In this case, won't the call to \co{cpu_quiet()} fail to
report the quiescent state, thus causing the grace period
to wait forever for this now-offline CPU?
\QuickA{}
First, the lock acquisitions on lines~16 and 12 would prevent
the execution of line~26 from being pushed that far out of
order.
Nevertheless, even if line~26 managed to be misordered that
dramatically, what would happen is that \co{force_quiescent_state()}
would eventually be invoked, and would notice that the current
grace period was waiting for a quiescent state from an offline
CPU.
Then \co{force_quiescent_state()} would report the extended
quiescent state on behalf of the offlined CPU.
\QuickQ{}
Given that an offline CPU is in an extended quiescent state,
why does line~28 of
Figure~\ref{fig:app:rcuimpl:rcutreewt:Code for rcu-offline-cpu}
need to care which grace period it is
dealing with?
\QuickA{}
It really does not need to care in this case.

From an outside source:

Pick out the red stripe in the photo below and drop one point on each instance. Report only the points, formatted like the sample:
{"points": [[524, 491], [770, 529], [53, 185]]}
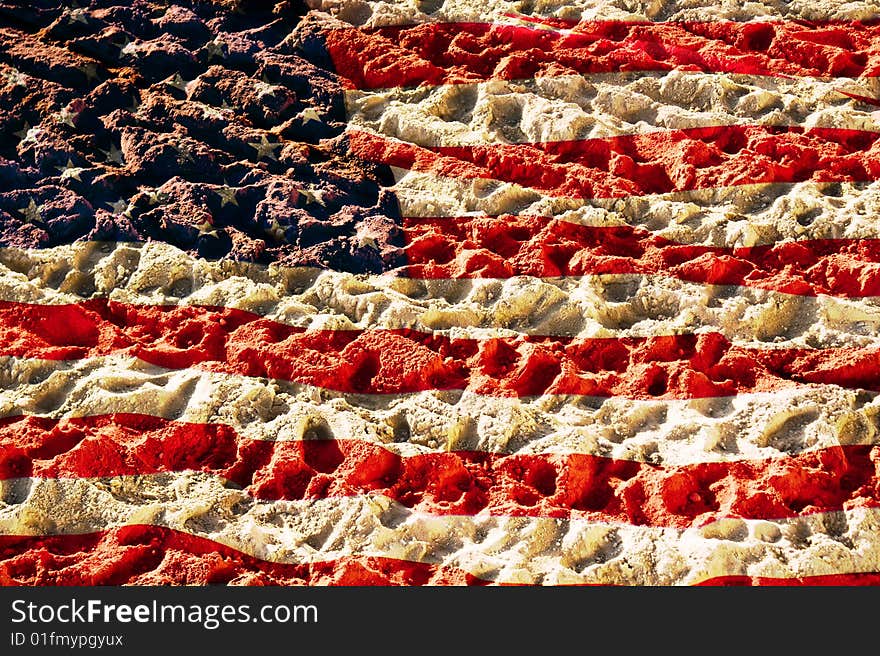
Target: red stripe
{"points": [[855, 578], [381, 361], [450, 53], [652, 163], [510, 245], [448, 483], [153, 555]]}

However, because it \emph{does} need to care in many other
cases, the \co{cpu_quiet()} function does take the
grace-period number as an argument, so some value must be
supplied.
\QuickQ{}
But this list movement in
Figure~\ref{fig:app:rcuimpl:rcutreewt:Code for rcu-offline-cpu}
makes all of the going-offline CPU's callbacks go through
another grace period, even if they were ready to invoke.
Isn't that inefficient?
Furthermore, couldn't an unfortunate pattern of CPUs going
offline then coming back online prevent a given callback from
ever being invoked?
\QuickA{}
It is inefficient, but it is simple.
Given that this is not a commonly executed code path, this
is the right tradeoff.
The starvation case would be a concern, except that the
online and offline process involves multiple grace periods.
\QuickQ{}
Why not just expand \co{note_new_gpnum()} inline into
\co{check_for_new_grace_period()} in
Figure~\ref{fig:app:rcuimpl:rcutreewt:Noting New Grace Periods}?
\QuickA{}
Because \co{note_new_gpnum()} must be called for each new
grace period, including both those started by this CPU and
those started by other CPUs.
In contrast, \co{check_for_new_grace_period()} is called only
for the case where some other CPU started the grace period.
\QuickQ{}
But there has been no initialization yet at line~15 of
Figure~\ref{fig:app:rcuimpl:rcutreewt:Starting a Grace Period}!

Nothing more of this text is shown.